The aim of the project is to establish a strong expertise on which to build other high-class research projects. Privacy is an area of legal, social and philosophical enquiry, where future challenges can be foreseen, especially because of the rapid digitalisation spreading across the globe. The practical aim of the project is to create a positive and inspiring research environment, which can work as a home base for various later privacy-related projects. In all these aspects Reconfiguring Privacy aims to do pioneering work in the socio-legal research community in Finland.
The project has a three-fold purpose. The first aim is to provide an analysis of the European law of privacy, its content and scope. The research will focus on the transnational level and thus national jurisdictions are mostly excluded from the study. The main legal sources are the European Convention on Human Rights and the primary law of the European Union on the one hand, and central case law from the European Court of Human Rights and the Court of the European Union on the other. The two European courts produce ambiguous and contradictory interpretations of privacy. By analysing the argumentation of ground-breaking judgements the research will show the various concepts of privacy currently operating in European supranational law. In addition, the research seeks to clarify the relationship between privacy as a fundamental right and the protection of personal data as an ever stronger legal principle in EU law. The question the project addresses is thus: What is privacy? The most appropriate method for this first part of the enquiry is a traditional doctrinal method (legal dogmatics), i.e. interpretation and systematisation of legal norms on the basis of relevant legal sources.
In addition to providing a better understanding of the legal definition of privacy, the project aims to reveal politically charged conceptions of privacy. For this purpose, the legal source material will be analysed from a political perspective. Privacy and personal data protection are issues where constant political, economic and moral battles are being fought. Strong interests are displayed by industry lobbyists and human rights activists alike. Increased protection of privacy is today a value worth fighting for, and against. The project will engage in a critical deconstruction of the principles of privacy protection as they appear in law. This way the research will be able to provide a better understanding of the sociological and political underpinnings of privacy regulation.
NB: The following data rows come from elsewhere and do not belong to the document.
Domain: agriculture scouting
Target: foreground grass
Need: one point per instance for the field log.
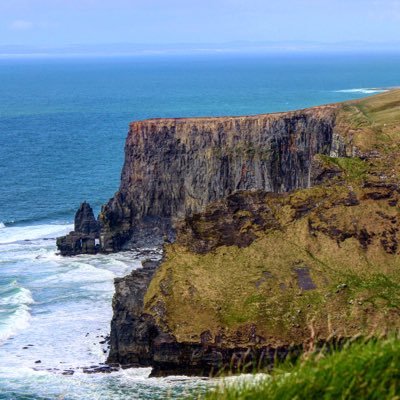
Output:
(362, 370)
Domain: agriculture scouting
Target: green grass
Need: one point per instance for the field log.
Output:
(364, 369)
(354, 168)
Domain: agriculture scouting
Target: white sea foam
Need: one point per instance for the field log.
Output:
(18, 233)
(363, 90)
(14, 302)
(80, 273)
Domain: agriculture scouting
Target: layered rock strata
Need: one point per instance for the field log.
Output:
(85, 236)
(254, 273)
(175, 167)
The most important material will be judgements from the European courts. The method is deconstructive reading revealing argumentation structures and patterns.
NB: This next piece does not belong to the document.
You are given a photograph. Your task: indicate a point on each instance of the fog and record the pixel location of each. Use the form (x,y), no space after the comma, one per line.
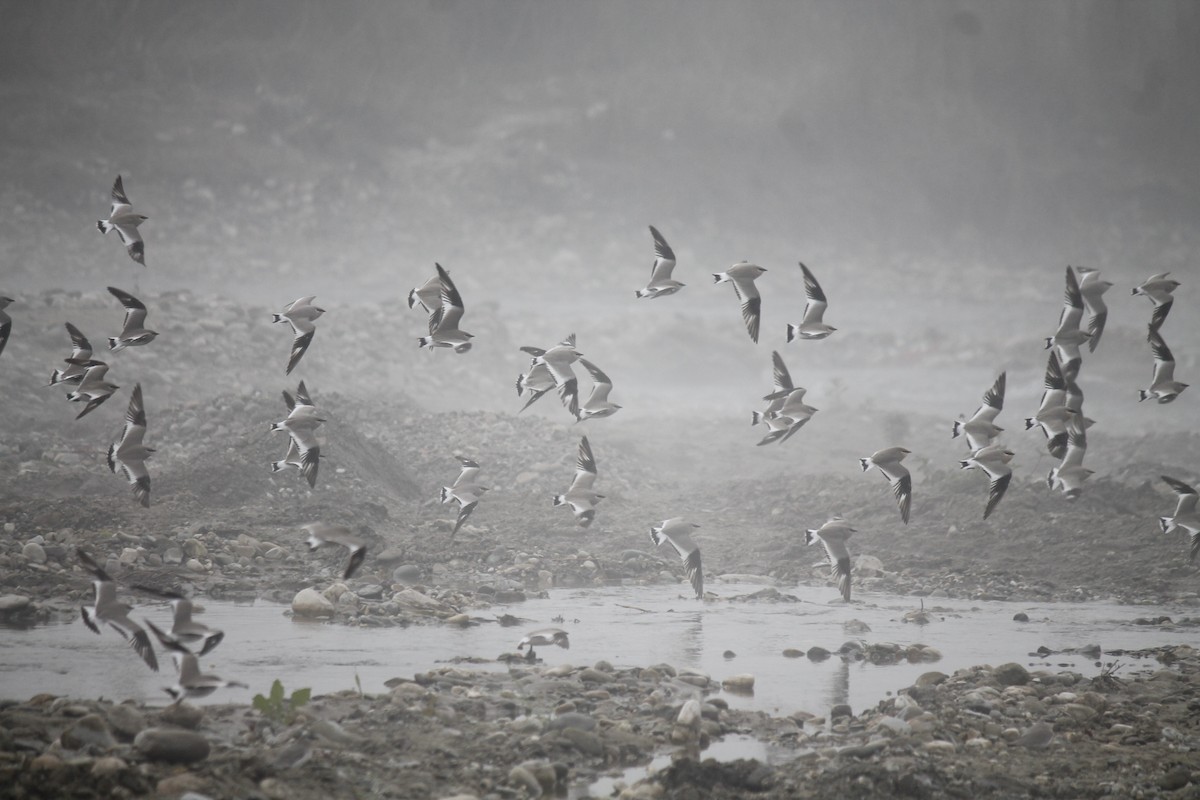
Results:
(936,163)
The third aim of the project is critique of current privacy regulation. In order for such a critical reflection of the law to be made, the step-by-step approach is necessary. Clarification of the law combined with a description of its underlying political, economic and moral aims are required before rigorous critical engagement. The method for this part of the study consists of critical legal sociology, where the law is contrasted with societal factors. This tradition of critique has long roots in legal theory, spanning from Durkheim’s studies on the division of labour via Marx’s critique of the economic substructure of the law to poststructuralist analyses of power. A similar methodology has been used by legal realists and the Critical Legal Studies movement in the U.S. The study utilises these approaches with the aim of providing a thorough analysis of the societal implications of privacy regulation. It questions the political aims of privacy and personal data regulation asking what the ever-increasing cries for more privacy show about European societies more generally.